Да ни при чем. Россия для озабоченного внутренними делами француза – это граница цивилизованного мира. Парижанину сказать «поеду хоть в Россию» – все равно что москвичу сказать «поеду хоть в Сибирь». А то, что в России, как и в Сибири, живут какие-то люди со своими проблемами и радостями – дело десятое. До них ни парижанину, ни москвичу дела нет. Это экзотика, этнографический музей. Разница между Депардье и средним офейсбученным россиянином сейчас состоит в том, что Депардье участвует во внутренней политике своей страны, а россиянин хохмит по поводу причуд парижского барина и пытается преподать ему азы игры на балалайке – начисто позабыв, что надо бы заняться собой.
Русская служба РСЕ\РС
Основная гипотеза состоит в том, что актеры в большинстве своем глупы, и Депардье – яркий тому пример. Надо быть полным идиотом, чтобы отказаться от свободы, гарантированной, по нашим понятиям, французским гражданством, и пожать руку Путину. Надо совсем ничего не понимать про Россию, чтобы назвать ее «великой демократией». Последнее нам, борцам с режимом, даже как-то совсем оскорбительно.

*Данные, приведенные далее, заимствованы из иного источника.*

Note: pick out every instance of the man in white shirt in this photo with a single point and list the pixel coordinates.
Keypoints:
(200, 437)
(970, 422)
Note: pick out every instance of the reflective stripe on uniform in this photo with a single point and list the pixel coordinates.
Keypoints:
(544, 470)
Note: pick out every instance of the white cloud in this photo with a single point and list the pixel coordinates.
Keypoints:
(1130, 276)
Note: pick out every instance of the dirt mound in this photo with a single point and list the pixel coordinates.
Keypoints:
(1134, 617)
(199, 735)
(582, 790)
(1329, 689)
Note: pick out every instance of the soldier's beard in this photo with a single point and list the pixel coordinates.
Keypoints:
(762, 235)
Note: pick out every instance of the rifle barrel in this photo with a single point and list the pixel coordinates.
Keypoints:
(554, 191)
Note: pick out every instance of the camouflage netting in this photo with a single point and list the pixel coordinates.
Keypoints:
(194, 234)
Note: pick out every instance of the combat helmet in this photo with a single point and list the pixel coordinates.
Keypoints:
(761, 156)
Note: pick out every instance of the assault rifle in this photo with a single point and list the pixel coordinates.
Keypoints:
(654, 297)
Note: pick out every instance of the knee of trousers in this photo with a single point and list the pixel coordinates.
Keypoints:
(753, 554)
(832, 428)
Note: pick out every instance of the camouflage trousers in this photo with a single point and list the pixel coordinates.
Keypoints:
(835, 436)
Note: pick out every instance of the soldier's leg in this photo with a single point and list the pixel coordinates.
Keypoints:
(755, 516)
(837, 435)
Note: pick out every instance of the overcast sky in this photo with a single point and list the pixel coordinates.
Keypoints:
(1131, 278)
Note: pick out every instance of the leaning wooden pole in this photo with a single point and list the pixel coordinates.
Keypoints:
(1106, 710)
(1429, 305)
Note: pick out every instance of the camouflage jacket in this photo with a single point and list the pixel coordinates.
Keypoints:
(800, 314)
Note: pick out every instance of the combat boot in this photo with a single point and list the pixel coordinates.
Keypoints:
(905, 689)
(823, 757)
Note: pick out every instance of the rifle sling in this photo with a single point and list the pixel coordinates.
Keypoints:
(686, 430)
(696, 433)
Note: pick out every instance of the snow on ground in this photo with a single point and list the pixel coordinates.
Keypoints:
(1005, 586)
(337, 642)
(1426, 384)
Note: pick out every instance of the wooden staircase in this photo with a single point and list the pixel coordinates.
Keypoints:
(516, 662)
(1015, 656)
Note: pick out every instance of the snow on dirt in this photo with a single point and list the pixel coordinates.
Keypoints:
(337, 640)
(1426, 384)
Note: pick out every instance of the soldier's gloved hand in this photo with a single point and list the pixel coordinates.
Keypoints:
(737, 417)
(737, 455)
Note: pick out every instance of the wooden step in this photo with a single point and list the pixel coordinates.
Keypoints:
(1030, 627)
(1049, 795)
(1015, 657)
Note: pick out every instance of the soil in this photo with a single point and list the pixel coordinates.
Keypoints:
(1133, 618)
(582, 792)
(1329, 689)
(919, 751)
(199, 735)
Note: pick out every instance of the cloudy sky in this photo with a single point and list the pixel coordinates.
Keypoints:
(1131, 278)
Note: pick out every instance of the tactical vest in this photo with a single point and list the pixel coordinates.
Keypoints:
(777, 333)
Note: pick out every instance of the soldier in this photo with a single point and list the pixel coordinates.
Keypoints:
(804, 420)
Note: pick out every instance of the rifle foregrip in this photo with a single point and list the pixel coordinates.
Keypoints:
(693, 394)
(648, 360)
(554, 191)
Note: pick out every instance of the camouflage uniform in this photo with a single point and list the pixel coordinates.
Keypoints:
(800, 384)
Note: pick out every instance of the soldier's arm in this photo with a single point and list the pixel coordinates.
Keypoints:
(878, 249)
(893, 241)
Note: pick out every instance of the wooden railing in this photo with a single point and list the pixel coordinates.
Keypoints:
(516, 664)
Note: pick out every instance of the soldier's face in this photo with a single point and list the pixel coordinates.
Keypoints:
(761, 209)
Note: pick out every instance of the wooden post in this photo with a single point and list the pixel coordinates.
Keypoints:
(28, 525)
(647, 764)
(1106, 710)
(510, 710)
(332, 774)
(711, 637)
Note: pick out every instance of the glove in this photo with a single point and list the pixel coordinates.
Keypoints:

Эта доминирующая в постпраздничном фейсбуке дискуссия говорит больше о нас самих, чем о Депардье. Мы почему-то наивно полагаем, что французского актера должна интересовать политическая ситуация в России и что, говоря на своем родном языке, он должен помнить о русских коннотациях «демократии» (власть народа, а не монарха, клики олигархов или горстки клептократов). Мы, конечно, понимаем, что формально Россия – представительская демократия, но нам странно, что мир (в лице Депардье) не знает о новом трагическом повороте в российской истории и не чувствует глубины наших гражданских страданий.
Предположить, что Депардье – ровно как и мы – занят исключительно внутренними вопросами, нам почему-то в голову не приходит.
Комедия, которую сейчас ломает французский актер, адресована не нам, а правящей во Франции партии социалистов. У Депардье есть политическая позиция: он не готов к тому, что заработанные им деньги государство будет перераспределять на нужды бедных и безработных. Он, в общем, не социалист. Только в отличие от других несоциалистов, которые сидят и ждут возвращения к власти правого правительства, он решил сделать публичный политический жест, причем довольно нетривиальный. Депардье сыграл на традиционной для левых риторике справедливости, отмежевавшись от традиционно правых ценностей типа родины и патриотизма. Он сказал, что 75-процентный налог для одних при 45-процентном налоге для других (а) несправедлив, поскольку нарушает принцип равенства, и (б) неразумен, поскольку препятствует порождению богатства.
В ответ французскому премьеру Жану-Марку Эро пришлось рассказывать не о равенстве, как подобает левому политику, а о любви к родине. И в этом весь смех: понятийный гибрид в виде «социалистического патриотизма» будет комичен всегда, на каком бы языке его ни рассказывали: в семидесятые годы на русском или в десятые годы нового века на французском. Социализм все-таки интернационален, сколько ни сражайся с этим его родовым грехом. В этом смысле комедию Депардье нельзя не признать удачной. Остается только один вопрос: при чем здесь Россия?
Да ни при чем. Россия для озабоченного внутренними делами француза – это граница цивилизованного мира. Парижанину сказать «поеду хоть в Россию» – все равно что москвичу сказать «поеду хоть в Сибирь». А то, что в России, как и в Сибири, живут какие-то люди со своими проблемами и радостями – дело десятое. До них ни парижанину, ни москвичу дела нет. Это экзотика, этнографический музей. Разница между Депардье и средним офейсбученным россиянином сейчас состоит в том, что Депардье участвует во внутренней политике своей страны, а россиянин хохмит по поводу причуд парижского барина и пытается преподать ему азы игры на балалайке – начисто позабыв, что надо бы заняться собой.